Ulcère de jambe


– Perte de substance dermo-épidermique, chronique, fréquente en zone tropicale, de causes variées :
• vasculaire : insuffisance veino-lymphatique et/ou artérielle,
• bactérienne : lèpre, ulcère de Buruli (Mycobacterium ulcerans), ulcère phagédénique, (fusobactérie), pian, syphilis,
• parasitaire : dracunculose (filaire de Médine), leishmaniose,
• métabolique : diabète,
• traumatique : c’est souvent un facteur déclenchant associé à une autre cause sousjacente.

– L’histoire de la maladie et un examen clinique complet (en particulier neurologique, à la recherche une neuropathie périphérique due à une lèpre ou un diabète) permettent le plus souvent de poser le diagnostic étiologique.

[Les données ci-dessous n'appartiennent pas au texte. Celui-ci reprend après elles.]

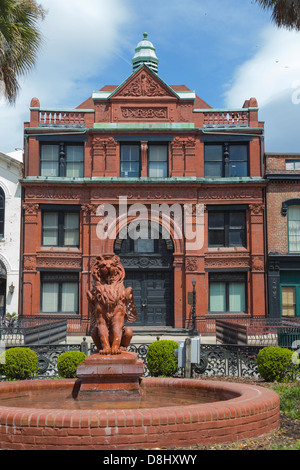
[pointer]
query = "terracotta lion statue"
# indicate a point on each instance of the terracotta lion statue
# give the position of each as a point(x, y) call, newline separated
point(111, 304)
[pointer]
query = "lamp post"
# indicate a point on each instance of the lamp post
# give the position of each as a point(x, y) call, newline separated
point(194, 330)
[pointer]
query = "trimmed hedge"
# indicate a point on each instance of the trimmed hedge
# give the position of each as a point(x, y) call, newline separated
point(276, 364)
point(68, 362)
point(161, 358)
point(18, 363)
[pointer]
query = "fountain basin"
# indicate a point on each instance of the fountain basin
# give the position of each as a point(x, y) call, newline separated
point(234, 412)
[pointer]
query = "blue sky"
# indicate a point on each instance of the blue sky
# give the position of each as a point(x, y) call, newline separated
point(225, 50)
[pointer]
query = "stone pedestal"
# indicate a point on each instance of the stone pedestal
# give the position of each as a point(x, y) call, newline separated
point(115, 375)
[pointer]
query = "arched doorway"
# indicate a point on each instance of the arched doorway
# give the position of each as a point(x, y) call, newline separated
point(148, 263)
point(3, 276)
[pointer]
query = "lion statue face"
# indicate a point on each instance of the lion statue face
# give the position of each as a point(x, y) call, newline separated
point(108, 270)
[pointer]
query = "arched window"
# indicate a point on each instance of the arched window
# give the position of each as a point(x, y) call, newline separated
point(294, 228)
point(2, 212)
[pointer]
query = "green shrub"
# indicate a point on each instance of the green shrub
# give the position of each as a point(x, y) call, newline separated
point(161, 358)
point(275, 364)
point(68, 362)
point(18, 363)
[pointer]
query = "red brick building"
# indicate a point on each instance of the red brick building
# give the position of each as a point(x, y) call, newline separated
point(152, 144)
point(283, 234)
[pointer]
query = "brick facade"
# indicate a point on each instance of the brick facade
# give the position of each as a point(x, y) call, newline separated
point(145, 111)
point(283, 193)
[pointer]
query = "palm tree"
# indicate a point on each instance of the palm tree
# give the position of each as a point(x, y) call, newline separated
point(20, 40)
point(285, 12)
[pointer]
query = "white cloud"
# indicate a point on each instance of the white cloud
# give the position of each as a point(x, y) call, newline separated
point(272, 76)
point(80, 40)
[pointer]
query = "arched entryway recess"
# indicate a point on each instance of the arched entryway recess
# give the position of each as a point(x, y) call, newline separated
point(3, 276)
point(148, 263)
point(154, 269)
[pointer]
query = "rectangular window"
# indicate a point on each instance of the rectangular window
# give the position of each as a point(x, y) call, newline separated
point(292, 165)
point(158, 161)
point(226, 228)
point(226, 160)
point(74, 161)
point(49, 160)
point(2, 212)
point(62, 160)
point(288, 294)
point(294, 229)
point(60, 228)
point(59, 293)
point(130, 161)
point(227, 293)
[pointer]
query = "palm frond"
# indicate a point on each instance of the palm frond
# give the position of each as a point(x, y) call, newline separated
point(285, 13)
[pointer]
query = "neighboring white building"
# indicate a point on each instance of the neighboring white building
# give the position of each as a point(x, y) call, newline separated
point(11, 171)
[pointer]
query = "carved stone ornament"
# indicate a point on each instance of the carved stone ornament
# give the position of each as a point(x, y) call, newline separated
point(231, 194)
point(30, 209)
point(143, 85)
point(191, 264)
point(29, 263)
point(144, 113)
point(258, 263)
point(256, 209)
point(227, 261)
point(59, 261)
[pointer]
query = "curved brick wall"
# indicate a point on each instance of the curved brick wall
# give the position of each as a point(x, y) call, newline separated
point(249, 411)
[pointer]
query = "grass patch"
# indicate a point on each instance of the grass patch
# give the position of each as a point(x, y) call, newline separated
point(289, 399)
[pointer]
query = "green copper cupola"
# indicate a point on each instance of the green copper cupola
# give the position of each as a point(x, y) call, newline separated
point(145, 53)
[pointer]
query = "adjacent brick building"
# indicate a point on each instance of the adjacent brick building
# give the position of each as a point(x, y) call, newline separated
point(148, 143)
point(283, 234)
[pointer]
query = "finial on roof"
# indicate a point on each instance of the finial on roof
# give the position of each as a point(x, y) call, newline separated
point(145, 53)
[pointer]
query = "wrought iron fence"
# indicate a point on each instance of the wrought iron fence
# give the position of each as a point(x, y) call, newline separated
point(26, 331)
point(222, 359)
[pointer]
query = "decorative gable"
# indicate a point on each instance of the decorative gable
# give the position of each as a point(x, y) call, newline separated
point(144, 83)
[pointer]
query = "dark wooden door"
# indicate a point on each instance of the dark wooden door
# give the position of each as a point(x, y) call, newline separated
point(148, 264)
point(2, 297)
point(153, 296)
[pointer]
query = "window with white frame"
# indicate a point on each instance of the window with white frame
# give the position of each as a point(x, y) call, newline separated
point(294, 228)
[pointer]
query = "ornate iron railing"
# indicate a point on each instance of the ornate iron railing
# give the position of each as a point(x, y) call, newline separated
point(214, 359)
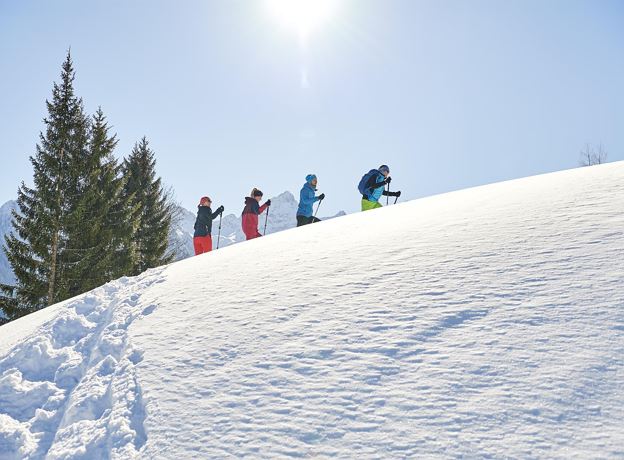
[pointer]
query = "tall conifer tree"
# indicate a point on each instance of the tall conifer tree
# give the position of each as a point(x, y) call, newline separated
point(144, 189)
point(39, 250)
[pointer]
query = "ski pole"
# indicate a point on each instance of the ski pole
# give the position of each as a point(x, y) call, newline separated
point(266, 221)
point(316, 212)
point(219, 236)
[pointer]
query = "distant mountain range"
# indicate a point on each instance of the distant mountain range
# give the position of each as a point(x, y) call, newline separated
point(282, 217)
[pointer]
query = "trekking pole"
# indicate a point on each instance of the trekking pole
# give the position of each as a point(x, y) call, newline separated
point(266, 221)
point(219, 236)
point(316, 212)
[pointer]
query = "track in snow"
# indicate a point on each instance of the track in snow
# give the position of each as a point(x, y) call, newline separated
point(70, 390)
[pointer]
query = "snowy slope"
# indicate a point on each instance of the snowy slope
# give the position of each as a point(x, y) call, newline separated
point(481, 323)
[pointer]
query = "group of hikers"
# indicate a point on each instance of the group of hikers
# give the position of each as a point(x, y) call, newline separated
point(372, 187)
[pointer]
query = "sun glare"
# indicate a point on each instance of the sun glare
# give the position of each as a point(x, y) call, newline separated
point(302, 15)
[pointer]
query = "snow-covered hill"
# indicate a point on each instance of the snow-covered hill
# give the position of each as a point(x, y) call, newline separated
point(482, 323)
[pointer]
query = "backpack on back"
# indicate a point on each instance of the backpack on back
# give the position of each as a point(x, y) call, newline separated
point(363, 185)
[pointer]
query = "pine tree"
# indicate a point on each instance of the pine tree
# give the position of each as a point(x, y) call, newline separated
point(40, 250)
point(153, 206)
point(104, 221)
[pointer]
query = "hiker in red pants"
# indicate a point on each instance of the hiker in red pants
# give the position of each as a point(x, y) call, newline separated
point(202, 239)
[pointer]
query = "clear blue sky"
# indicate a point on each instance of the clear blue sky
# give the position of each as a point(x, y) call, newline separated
point(449, 93)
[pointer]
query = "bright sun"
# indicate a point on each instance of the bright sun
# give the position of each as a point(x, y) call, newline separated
point(302, 15)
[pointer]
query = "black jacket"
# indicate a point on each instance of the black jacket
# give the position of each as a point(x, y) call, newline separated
point(203, 223)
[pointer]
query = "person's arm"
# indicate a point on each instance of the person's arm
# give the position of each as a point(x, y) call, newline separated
point(216, 214)
point(308, 197)
point(373, 184)
point(264, 206)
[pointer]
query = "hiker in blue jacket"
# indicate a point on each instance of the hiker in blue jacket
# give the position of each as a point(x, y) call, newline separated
point(373, 186)
point(307, 198)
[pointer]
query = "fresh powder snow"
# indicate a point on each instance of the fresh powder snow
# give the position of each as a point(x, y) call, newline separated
point(482, 323)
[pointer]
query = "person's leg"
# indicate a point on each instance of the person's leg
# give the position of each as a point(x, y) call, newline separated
point(368, 205)
point(197, 245)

– Tout ulcère peut se compliquer de surinfection loco-régionale (abcès, lymphangite, adénite, ostéomyélite, érysipèle, pyodermite), générale (septicémie), de tétanos et, après de longues années d’évolution, de cancer cutané.

Traitement local quotidien

– Bain de jambe pendant 10 à 15 minutes avec NaDCC ou chloramine et rinçage à l’eau bouillie.

– Ablation des zones nécrotiques (noires) et fibrineuses (jaunâtres) à l’aide d’une compresse ou excision au bistouri.

– Puis appliquer :
• ulcère peu étendu, peu suintant et propre : polyvidone iodée 10% et vaseline ;
• ulcère peu étendu, peu suintant et sale : sulfadiazine argentique ;
• ulcère suintant : polyvidone iodée 10% seule ;
• ulcères multiples ou ulcère étendu, non suintant : sulfadiazine argentique (surveiller l’apparition d’effets systémiques) ;
• ulcères multiples ou ulcère étendu, suintant : polyvidone iodée diluée (1/4 de polyvidone à 10% + 3/4 de NaCl à 0,9% ou d’eau propre) pendant une minute puis rincer au NaCl à 0,9% ou à l’eau, pour réduire le risque de résorption transcutanée de l’iode.

– Couvrir d’un pansement sec stérile.

Traitement général

– Traitement antalgique en cas de douleur : classe, posologie et dose à adapter à chaque patient (voir Douleur, Chapitre 1).

– Antibiothérapie générale en cas de :

• Surinfection (voir Infections cutanées bactériennes, Chapitre 4).

• Ulcère phagédénique (au stade précoce, l’antibiothérapie peut-être utile. Elle est souvent inefficace au stade chronique) :
doxycycline PO (sauf chez l’enfant de moins de 8 ans et la femme enceinte ou allaitante)
Enfant de plus 8 ans : 4 mg/kg une fois par jour
Adulte : 200 mg une fois par jour
ou
métronidazole PO
Enfant : 10 mg/kg 3 fois par jour 
Adulte : 500 mg 3 fois par jour
Après 7 jours de traitement, si l’antibiothérapie est efficace, prendre le relais par voie orale avec phénoxyméthylpénicilline PO aux mêmes doses (ou poursuivre le traitement avec doxycycline ou métronidazole aux doses indiquées ci-dessus). La durée du traitement dépend de l’évolution clinique.

– Traitement de la cause.

– Mesures complémentaires :
• Surélever les jambes en cas d'insuffisance veineuse et/ou lymphatique.
• Prévention antitétanique (voir Tétanos, Chapitre 7).
• Greffe cutanée si ulcère étendu, propre, rouge et plan. L’excision chirurgicale large des tissus infectés suivie de greffe cutanée est souvent nécessaire pour obtenir la guérison dans l’ulcère phagédénique et l’ulcère de Buruli.